Commentary: Looking Out Through The Thick Of It

We continue to live in our new normal.

Being (self) quarantined and practicing social distancing has caused some form of cabin fever amid the quest for answers from the powers to be. While our first responders and healthcare workers are doing their best with limited resources to deal with the COVID-19 pandemic, we are doing what we can to maintain our health and dignity during these times.

For a number of us, reality absolutely sucks right now. We do the best we can by making sure our school-age kids are utilizing distance learning. We try our best to do our work from home, ensuring we are connected and keeping ourselves busy. We are also faced with uncertainty with businesses closing in the face of loss of customers and revenue due to this pandemic, along with glimmers of hope from governments helping to keep us afloat.

As I mentioned in previous articles, the automotive industry is answering the call to supply our first responders and healthcare workers with key supplies to help fight this virus. Automotive retail also has stepped up in being creative towards ensuring its customers that they can purchase or lease vehicles from the comfort of their own homes, as well as making sure their vehicles are serviced while they sit mostly idle.

We are doing our best to adhere to the orders to stay home, stay healthy, and staying sane. Social media is a link. So is the web. The latter has seen some incredible traffic jumps across the board. Victory & Reseda’s own traffic included.

We are connecting with others through these times. Our smartphone is not just for texting and using a messenger chat service. Or, using Zoom. They all help to keep us connected. So does a phone call.
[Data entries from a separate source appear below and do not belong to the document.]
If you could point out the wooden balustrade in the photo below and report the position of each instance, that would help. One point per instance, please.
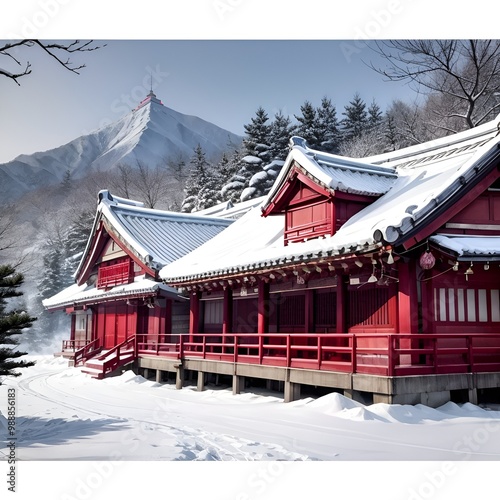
(368, 353)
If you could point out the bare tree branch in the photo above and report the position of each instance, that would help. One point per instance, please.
(53, 50)
(465, 73)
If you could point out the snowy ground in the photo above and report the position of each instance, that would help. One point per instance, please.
(111, 424)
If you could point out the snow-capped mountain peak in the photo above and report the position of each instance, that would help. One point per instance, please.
(151, 133)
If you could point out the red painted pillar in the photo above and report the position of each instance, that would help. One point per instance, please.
(407, 298)
(309, 313)
(227, 314)
(194, 314)
(263, 308)
(73, 322)
(407, 312)
(341, 316)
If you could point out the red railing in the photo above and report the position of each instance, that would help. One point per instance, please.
(89, 350)
(154, 344)
(116, 274)
(368, 353)
(117, 356)
(73, 345)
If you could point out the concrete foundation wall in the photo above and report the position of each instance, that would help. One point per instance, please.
(431, 390)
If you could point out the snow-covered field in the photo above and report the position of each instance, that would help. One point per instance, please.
(104, 433)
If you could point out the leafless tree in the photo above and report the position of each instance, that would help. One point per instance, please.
(463, 75)
(59, 51)
(151, 184)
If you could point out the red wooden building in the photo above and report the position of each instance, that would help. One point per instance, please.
(379, 277)
(118, 293)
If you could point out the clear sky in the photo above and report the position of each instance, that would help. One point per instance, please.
(223, 81)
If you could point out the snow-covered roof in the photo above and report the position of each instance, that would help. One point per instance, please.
(417, 182)
(157, 237)
(469, 247)
(335, 172)
(89, 294)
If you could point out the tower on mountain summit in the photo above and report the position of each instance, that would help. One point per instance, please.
(151, 97)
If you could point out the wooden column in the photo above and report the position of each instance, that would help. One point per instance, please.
(263, 308)
(309, 312)
(341, 321)
(407, 298)
(194, 313)
(227, 314)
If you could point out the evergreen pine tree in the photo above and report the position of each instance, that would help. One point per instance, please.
(329, 136)
(281, 131)
(375, 116)
(258, 133)
(391, 134)
(308, 125)
(202, 186)
(356, 118)
(12, 323)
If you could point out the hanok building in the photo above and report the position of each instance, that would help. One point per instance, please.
(118, 295)
(379, 277)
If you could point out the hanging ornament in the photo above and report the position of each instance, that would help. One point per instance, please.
(427, 260)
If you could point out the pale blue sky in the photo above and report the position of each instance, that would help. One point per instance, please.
(220, 80)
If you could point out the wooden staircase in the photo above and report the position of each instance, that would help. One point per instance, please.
(111, 360)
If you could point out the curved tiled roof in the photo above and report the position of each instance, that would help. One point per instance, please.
(412, 184)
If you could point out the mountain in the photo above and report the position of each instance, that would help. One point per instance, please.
(150, 133)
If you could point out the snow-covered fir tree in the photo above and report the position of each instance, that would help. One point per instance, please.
(13, 321)
(281, 131)
(329, 136)
(261, 182)
(256, 153)
(202, 186)
(356, 118)
(375, 115)
(258, 135)
(307, 127)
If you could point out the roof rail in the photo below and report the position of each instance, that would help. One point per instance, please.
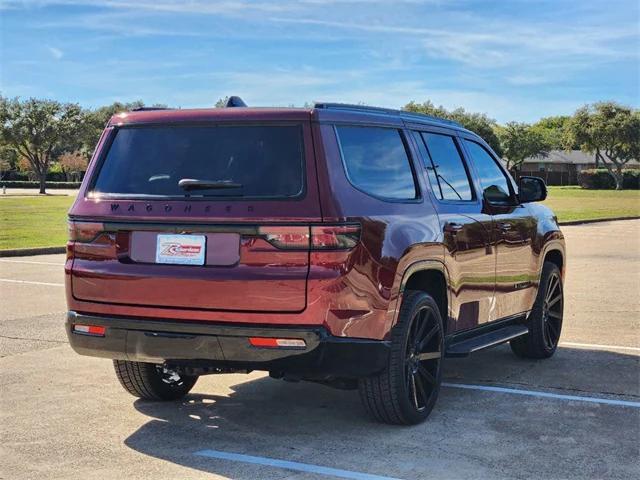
(235, 101)
(145, 109)
(386, 111)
Obviously, the old AT&T slogan of reaching out and touching someone might not apply in this care.

With every event scheduled being cancelled or postponed lately because of this virus, what are we doing to maintain some equilibrium in our lives?

Beyond what this site had reported, we can always do a few things to keep us engaged while sequestered at home. Games, video chats, doing something creative, learning new recipes, and so forth – these are the things people have been doing so far.

What have I been doing?

Last week, I was creating new content for V&R. All of which pertains to the site’s ninth anniversary, including the origin story and a series of vehicle content from before this became V&R. That took a lot of brain power and broken memories to recollect. The penalty of aging, I suppose.

Everything else came to a halt. And, folks, that does not sit well with me.

A few days ago, things picked up slightly. I had a conversation with the managing editor of one of my locally-based outlets the other day about my relationship with the publication and my scheduled slot in a June issue of the magazine. Things are certainly looking better with this publication.

However, there is a lot of things to manage during this period of self-quarantine and social distancing. Like you, I have my ups and downs. I have my anxieties about making sure my environment is clean from any potential viral threats. Social media is also a source of anxiety, as well as distant hope. You could easily say that I should ignore social media at all costs. However, I work in it. It is the mouth I have to feed.

What is keeping me on the upside of things are the conversations I had with you – in particular, family and friends. Hearing your voice, reading your words, seeing what you’re doing online – they keep me on the right path. And, I thank you for that.

Temperatures are warming up here in the Twin Cities. There will be opportunities to let off some steam – to take walks and feel the fresh air outside my home. I do yearn for the days to get back behind the wheel to test drive some automobiles for this work. But, there are more important things we need to take care of and people we should support through these times.

To the healthcare professionals and support staff who are on the front lines, you are in our thoughts constantly. You have a tougher job with this virus compounding care for all of your patients. I hope you do get what you need to stay safe and deliver the care that will help us all through this pandemic.

To our first responders, grocery store employees and management, pharmacy staff, restaurant workers, delivery drivers, and those of you working in the automotive industry right now – you are also in our thoughts. With you out there taking care of business, we can rest assured we can move forward when this is over.

We need to move forward, even when we’re staying in place.